Arguments API Reference#

Training arguments use nested dataclasses defined in veomni.arguments.arguments_types. The root config VeOmniArguments assembles three top-level groups — model, data, and train — each of which contains further nested sub-configs.

Example YAML structure:

train:
  wandb:
    enable: true
    project: VeOmni
  accelerator:
    fsdp_config:
      fsdp_mode: fsdp2
  init_device: meta
  checkpoint:
    manager: dcp

Configuration#

Top-level configuration that assembles all argument groups.

  • VeOmniArguments — Root config: model + data + train

  • VeOmniVLMArguments — VLM extension of VeOmniArguments


Model#

Model architecture, paths, and multimodal encoder / decoder setup.

  • ModelArgumentsmodel.*

  • OpsImplementationConfigmodel.ops_implementation.*

VLM Extensions#

  • VLMMModelArguments — extends ModelArguments with encoder data-balancing options


Data#

Dataset paths, tokenization, and batching configuration.

  • DataArgumentsdata.*

  • DataloaderConfigdata.dataloader.*

VLM Extensions#

  • VLMMDataArguments — extends DataArguments with multimodal configs (mm_configs)


Training#

Training loop, optimizer, parallelism, checkpointing, profiling, and logging.

  • TrainingArgumentstrain.*

    • OptimizerConfigtrain.optimizer.*

    • WandbConfigtrain.wandb.*

    • ProfileConfigtrain.profile.*

    • GradientCheckpointingConfigtrain.gradient_checkpointing.*

    • AcceleratorConfigtrain.accelerator.*

      • FSDPConfigtrain.accelerator.fsdp_config.*

        • MixedPrecisionConfigtrain.accelerator.fsdp_config.mixed_precision

      • OffloadConfigtrain.accelerator.offload_config.*

    • CheckpointConfigtrain.checkpoint.*

VLM Extensions#

  • VLMTrainingArguments — extends TrainingArguments with ViT / audio freeze & learning-rate options


DPO#

DPO-specific hyperparameters, accessed via dpo_config.*.
Root config: VeOmniDPOArguments (extends VeOmniArguments).

  • DPOConfigdpo_config.*


Inference#

Standalone inference configuration.

  • InferArguments


Detailed Reference#

VeOmniArguments#

Root config — assembles model, data, and train.

Field

Type

Default

Description

model

ModelArguments

Model configuration

data

DataArguments

Data configuration

train

TrainingArguments

Training configuration

ModelArguments#

model.* — Model architecture, paths, and multimodal encoder / decoder setup.

Field

Type

Default

Description

config_path

Optional[str]

None

Path to the model HuggingFace config (e.g. config.json).

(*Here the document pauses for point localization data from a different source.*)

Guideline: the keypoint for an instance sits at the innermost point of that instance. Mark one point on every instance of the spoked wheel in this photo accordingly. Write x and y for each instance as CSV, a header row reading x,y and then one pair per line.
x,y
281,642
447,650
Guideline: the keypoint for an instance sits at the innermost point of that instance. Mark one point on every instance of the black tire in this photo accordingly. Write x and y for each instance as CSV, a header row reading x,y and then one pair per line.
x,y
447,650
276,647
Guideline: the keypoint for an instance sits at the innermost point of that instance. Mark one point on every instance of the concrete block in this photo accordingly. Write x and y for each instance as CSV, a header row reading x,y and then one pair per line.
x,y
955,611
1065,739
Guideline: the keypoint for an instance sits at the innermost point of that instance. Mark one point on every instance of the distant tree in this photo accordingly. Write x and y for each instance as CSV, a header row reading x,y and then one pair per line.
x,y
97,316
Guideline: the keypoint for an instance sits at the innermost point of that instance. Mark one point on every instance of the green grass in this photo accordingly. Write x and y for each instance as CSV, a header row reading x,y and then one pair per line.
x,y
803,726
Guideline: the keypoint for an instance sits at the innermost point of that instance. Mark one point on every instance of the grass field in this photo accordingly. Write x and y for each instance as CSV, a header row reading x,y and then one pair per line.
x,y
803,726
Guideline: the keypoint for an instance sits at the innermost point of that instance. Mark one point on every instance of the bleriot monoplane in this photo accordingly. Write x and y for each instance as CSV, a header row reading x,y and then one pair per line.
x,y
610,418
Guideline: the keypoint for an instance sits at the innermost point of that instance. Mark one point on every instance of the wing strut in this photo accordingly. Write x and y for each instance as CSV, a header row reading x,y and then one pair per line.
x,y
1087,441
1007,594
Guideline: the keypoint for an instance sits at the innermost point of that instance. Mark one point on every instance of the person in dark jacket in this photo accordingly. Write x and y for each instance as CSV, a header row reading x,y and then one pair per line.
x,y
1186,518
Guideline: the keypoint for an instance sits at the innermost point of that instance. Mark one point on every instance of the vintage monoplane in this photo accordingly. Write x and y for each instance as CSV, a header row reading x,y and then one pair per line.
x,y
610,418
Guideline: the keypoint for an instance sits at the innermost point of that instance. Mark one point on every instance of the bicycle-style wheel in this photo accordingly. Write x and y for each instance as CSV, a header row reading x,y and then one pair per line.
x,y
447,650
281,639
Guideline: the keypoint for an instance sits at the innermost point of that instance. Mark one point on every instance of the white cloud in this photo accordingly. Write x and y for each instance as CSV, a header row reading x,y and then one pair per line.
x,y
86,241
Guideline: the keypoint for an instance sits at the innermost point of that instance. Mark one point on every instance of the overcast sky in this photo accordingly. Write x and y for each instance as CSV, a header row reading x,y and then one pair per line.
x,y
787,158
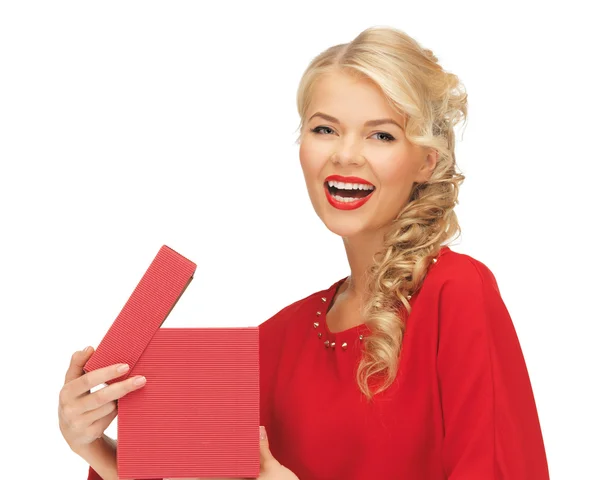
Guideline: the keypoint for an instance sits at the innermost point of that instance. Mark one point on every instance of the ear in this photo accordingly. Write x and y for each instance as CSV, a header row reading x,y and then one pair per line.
x,y
428,166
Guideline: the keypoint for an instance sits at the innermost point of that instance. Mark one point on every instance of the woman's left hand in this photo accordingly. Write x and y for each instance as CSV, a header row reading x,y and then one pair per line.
x,y
270,468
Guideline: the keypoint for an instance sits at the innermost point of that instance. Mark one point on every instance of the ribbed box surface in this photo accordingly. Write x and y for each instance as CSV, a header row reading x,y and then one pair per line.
x,y
198,414
146,309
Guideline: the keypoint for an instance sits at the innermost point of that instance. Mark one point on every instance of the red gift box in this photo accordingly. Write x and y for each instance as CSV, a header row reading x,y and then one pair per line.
x,y
198,414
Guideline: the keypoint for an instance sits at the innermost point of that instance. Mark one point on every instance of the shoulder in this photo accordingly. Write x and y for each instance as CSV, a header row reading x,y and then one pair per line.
x,y
459,275
293,313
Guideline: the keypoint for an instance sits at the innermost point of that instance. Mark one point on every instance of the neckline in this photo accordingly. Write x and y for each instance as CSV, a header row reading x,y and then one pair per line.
x,y
353,331
361,328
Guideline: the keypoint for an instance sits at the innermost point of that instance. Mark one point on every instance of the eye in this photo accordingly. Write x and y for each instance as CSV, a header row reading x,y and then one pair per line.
x,y
317,130
386,136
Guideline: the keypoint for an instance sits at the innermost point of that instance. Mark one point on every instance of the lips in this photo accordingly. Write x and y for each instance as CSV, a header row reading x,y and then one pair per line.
x,y
347,193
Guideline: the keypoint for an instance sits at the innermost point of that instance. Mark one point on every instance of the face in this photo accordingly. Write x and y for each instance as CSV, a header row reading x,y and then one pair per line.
x,y
359,173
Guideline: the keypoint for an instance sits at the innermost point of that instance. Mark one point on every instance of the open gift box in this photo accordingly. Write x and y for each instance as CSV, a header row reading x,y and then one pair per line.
x,y
198,414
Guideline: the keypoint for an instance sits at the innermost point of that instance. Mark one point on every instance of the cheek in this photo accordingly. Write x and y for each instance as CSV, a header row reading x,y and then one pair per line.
x,y
311,161
395,174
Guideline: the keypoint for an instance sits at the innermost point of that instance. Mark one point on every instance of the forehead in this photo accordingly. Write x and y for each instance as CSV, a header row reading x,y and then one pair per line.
x,y
350,99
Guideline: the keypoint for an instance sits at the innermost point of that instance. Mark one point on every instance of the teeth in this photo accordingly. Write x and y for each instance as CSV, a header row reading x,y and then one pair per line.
x,y
345,199
350,186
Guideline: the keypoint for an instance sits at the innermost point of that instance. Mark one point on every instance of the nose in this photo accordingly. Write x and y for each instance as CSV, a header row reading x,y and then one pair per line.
x,y
348,153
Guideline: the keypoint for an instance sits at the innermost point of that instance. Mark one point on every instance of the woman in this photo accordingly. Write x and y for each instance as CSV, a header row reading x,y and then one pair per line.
x,y
410,367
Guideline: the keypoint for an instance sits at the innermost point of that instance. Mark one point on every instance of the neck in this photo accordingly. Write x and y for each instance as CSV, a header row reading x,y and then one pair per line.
x,y
360,251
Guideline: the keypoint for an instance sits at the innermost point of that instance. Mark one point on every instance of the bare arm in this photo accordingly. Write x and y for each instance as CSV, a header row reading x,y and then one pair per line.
x,y
101,455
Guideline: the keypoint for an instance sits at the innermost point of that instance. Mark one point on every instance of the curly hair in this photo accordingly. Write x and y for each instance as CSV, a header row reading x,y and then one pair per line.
x,y
433,101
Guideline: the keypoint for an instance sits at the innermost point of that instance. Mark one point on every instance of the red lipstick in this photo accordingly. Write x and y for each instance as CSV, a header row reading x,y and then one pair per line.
x,y
347,205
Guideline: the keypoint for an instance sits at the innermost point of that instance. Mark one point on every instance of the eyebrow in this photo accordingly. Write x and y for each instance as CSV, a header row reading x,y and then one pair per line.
x,y
369,123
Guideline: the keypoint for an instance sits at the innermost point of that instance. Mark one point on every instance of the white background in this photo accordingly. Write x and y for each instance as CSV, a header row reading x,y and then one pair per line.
x,y
128,125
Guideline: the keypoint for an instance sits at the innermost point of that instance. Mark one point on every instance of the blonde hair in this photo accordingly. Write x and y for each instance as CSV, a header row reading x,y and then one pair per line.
x,y
433,101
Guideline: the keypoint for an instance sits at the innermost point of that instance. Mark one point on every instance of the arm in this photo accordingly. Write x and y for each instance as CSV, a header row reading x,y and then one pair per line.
x,y
102,459
490,418
101,455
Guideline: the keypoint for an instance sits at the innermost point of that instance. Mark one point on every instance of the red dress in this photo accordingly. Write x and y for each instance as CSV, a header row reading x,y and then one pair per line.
x,y
461,407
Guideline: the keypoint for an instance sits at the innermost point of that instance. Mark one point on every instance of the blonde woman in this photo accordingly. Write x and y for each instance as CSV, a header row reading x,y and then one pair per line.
x,y
410,366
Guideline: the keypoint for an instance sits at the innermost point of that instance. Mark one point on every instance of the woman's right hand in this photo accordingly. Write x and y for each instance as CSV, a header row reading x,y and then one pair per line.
x,y
83,416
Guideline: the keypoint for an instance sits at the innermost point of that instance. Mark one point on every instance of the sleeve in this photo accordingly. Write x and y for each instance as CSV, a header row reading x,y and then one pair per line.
x,y
491,425
92,475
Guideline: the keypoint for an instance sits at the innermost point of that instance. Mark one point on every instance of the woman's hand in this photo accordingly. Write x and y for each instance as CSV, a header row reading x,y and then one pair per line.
x,y
270,468
84,416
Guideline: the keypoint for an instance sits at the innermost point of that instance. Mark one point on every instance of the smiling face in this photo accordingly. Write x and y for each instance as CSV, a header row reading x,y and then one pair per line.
x,y
342,137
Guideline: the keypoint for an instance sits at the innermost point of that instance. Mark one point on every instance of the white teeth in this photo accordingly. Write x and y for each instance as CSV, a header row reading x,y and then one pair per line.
x,y
350,186
345,199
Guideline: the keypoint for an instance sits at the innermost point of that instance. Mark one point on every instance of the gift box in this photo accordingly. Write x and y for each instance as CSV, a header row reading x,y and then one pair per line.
x,y
198,414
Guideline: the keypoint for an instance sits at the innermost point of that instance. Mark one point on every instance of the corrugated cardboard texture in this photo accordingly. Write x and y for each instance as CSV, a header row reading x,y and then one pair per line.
x,y
198,414
146,309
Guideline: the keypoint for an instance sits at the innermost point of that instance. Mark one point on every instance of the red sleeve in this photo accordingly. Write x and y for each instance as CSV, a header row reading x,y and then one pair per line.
x,y
92,475
491,425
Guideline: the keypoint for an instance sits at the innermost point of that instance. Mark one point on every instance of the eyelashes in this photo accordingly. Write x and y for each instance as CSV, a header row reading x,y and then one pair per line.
x,y
387,137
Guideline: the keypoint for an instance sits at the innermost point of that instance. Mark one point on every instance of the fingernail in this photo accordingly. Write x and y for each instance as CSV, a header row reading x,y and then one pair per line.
x,y
122,368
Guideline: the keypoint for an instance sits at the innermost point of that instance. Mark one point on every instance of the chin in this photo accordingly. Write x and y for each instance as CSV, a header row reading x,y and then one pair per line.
x,y
345,228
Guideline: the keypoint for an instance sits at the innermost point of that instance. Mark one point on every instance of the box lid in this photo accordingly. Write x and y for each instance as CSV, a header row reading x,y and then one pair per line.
x,y
149,305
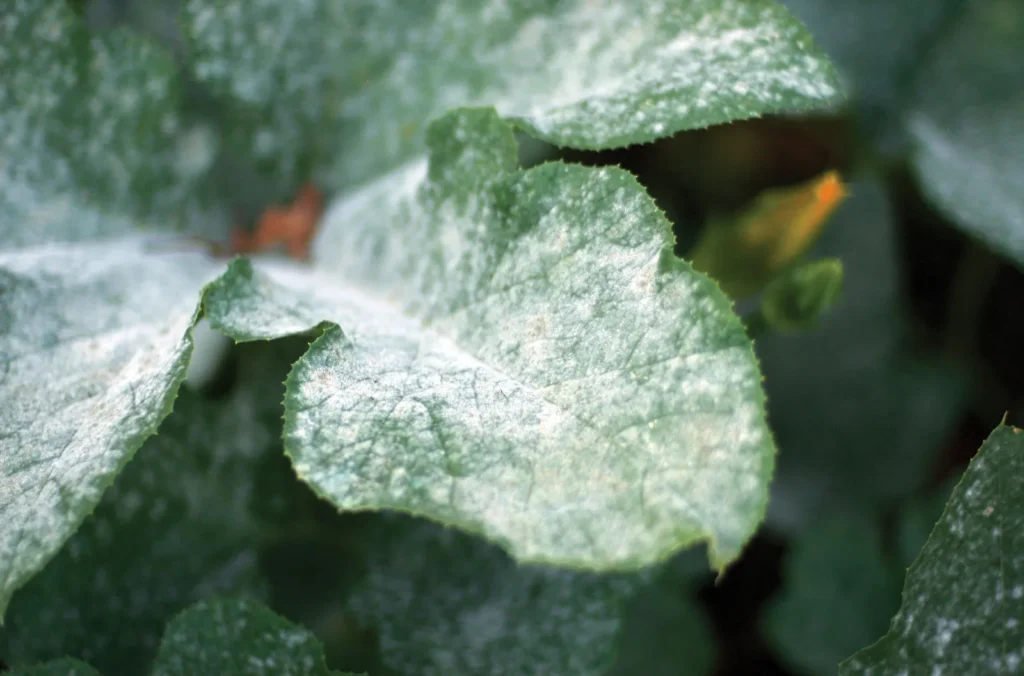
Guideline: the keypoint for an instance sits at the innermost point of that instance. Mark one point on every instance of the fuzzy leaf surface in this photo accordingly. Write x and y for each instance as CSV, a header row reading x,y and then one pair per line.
x,y
238,637
517,353
183,520
963,609
369,76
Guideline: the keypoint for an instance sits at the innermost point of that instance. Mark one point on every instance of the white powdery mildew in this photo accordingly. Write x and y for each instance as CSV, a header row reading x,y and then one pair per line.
x,y
97,341
209,637
957,616
650,72
564,391
581,73
446,603
190,490
89,131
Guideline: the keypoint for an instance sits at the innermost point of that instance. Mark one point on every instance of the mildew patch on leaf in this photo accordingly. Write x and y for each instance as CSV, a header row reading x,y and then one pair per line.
x,y
65,667
94,340
238,637
520,354
963,608
369,76
91,138
180,521
443,602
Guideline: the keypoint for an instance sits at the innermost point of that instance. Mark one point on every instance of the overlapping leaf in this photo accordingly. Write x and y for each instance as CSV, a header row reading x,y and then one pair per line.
x,y
238,637
887,409
182,521
567,387
963,608
359,81
840,590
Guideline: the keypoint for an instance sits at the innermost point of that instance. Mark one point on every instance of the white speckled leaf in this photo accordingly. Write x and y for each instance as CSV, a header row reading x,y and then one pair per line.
x,y
184,519
368,76
91,138
94,340
968,124
442,602
963,608
238,637
64,667
518,353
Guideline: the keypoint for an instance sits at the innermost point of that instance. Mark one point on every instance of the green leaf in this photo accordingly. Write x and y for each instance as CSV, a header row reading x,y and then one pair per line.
x,y
91,135
968,124
798,298
918,517
96,336
95,342
184,520
665,632
963,609
887,407
238,637
369,76
840,591
517,353
443,602
64,667
876,71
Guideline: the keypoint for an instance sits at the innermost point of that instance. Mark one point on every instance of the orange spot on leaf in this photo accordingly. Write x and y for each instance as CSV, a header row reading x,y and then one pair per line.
x,y
293,226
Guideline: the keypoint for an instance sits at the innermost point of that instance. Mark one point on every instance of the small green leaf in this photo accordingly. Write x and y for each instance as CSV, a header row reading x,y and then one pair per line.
x,y
968,124
443,602
183,520
797,300
238,637
64,667
367,77
963,608
840,590
887,407
517,353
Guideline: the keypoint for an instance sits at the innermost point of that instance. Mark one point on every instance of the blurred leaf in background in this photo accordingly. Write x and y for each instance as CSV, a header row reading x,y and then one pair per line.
x,y
878,45
967,124
185,519
840,589
858,414
963,606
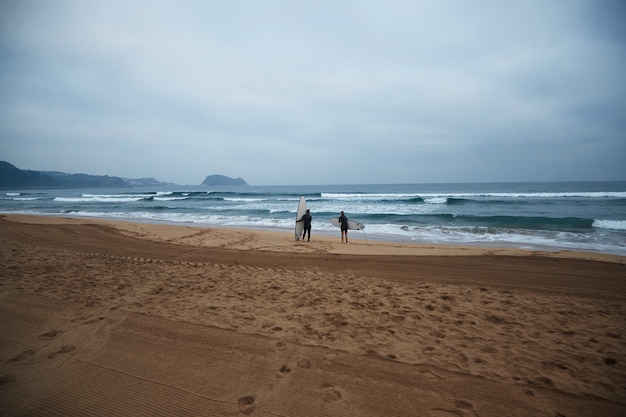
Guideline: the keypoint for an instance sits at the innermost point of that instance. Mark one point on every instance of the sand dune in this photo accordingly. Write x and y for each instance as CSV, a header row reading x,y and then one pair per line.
x,y
112,318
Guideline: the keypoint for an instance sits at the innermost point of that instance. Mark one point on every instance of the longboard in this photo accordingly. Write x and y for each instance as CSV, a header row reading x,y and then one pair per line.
x,y
352,225
300,212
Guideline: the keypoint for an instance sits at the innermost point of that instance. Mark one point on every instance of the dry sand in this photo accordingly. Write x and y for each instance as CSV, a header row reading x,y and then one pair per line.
x,y
113,318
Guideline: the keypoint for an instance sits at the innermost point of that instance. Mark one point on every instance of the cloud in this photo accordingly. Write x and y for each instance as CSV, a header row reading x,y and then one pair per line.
x,y
285,93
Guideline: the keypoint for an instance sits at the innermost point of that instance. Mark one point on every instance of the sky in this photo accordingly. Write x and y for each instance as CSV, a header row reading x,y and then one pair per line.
x,y
324,92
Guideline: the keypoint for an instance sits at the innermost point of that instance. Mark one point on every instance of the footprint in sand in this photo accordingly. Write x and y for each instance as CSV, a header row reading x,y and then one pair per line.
x,y
50,335
461,407
64,349
22,356
329,392
246,404
304,363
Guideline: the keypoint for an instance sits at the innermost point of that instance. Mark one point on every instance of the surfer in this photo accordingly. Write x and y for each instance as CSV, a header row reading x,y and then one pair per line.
x,y
306,218
343,221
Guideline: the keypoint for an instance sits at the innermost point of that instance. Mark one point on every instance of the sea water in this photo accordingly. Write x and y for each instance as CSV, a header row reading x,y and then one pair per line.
x,y
548,216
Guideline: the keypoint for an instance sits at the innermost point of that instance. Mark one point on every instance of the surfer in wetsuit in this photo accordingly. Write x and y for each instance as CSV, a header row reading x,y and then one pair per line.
x,y
343,224
307,224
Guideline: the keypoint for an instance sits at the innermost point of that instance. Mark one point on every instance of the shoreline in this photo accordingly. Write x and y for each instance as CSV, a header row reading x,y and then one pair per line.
x,y
180,233
243,321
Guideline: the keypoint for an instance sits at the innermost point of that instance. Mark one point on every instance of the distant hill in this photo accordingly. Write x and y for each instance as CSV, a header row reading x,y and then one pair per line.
x,y
13,177
221,180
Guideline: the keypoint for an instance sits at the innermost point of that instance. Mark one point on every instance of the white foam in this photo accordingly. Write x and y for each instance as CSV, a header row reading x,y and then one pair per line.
x,y
610,224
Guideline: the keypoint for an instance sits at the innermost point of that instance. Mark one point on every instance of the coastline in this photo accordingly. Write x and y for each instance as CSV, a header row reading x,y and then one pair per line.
x,y
343,324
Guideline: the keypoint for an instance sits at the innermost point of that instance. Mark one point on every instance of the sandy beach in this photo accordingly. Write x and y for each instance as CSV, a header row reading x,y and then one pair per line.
x,y
106,318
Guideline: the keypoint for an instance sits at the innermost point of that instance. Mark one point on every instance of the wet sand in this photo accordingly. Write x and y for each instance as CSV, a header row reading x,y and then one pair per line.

Defaults to model_path.

model_path

Optional[str]

None

Path to the pre-trained model weights. If unset, random init is used.

tokenizer_path

Optional[str]

None

Path to the tokenizer. Defaults to config_path.

safetensor_idx_path

Optional[str]

None

Path to model.safetensors.index.json.

foundation

Dict[str, str]

{}

Foundation model extra config.

encoders

Dict

{}

Multimodal encoder configs keyed by modality (image, video, audio).

decoders

Dict

{}

Multimodal decoder configs keyed by modality (image).

input_encoder

Literal["encoder", "decoder"]

"encoder"

Whether to use the encoder or decoder to encode input images.

output_encoder

Literal["encoder", "decoder"]

"decoder"

Whether to use the encoder or decoder to encode output images.

encode_target

bool

False

Whether to encode training targets with decoder (diffusion only).

basic_modules

Optional[List[str]]

[]

Additional modules beyond _no_split_modules to shard in FSDP.

ops_implementation

OpsImplementationConfig

Attention / MoE kernel configuration.

OpsImplementationConfig#

model.ops_implementation.* — Attention, MoE, and fused kernel implementation.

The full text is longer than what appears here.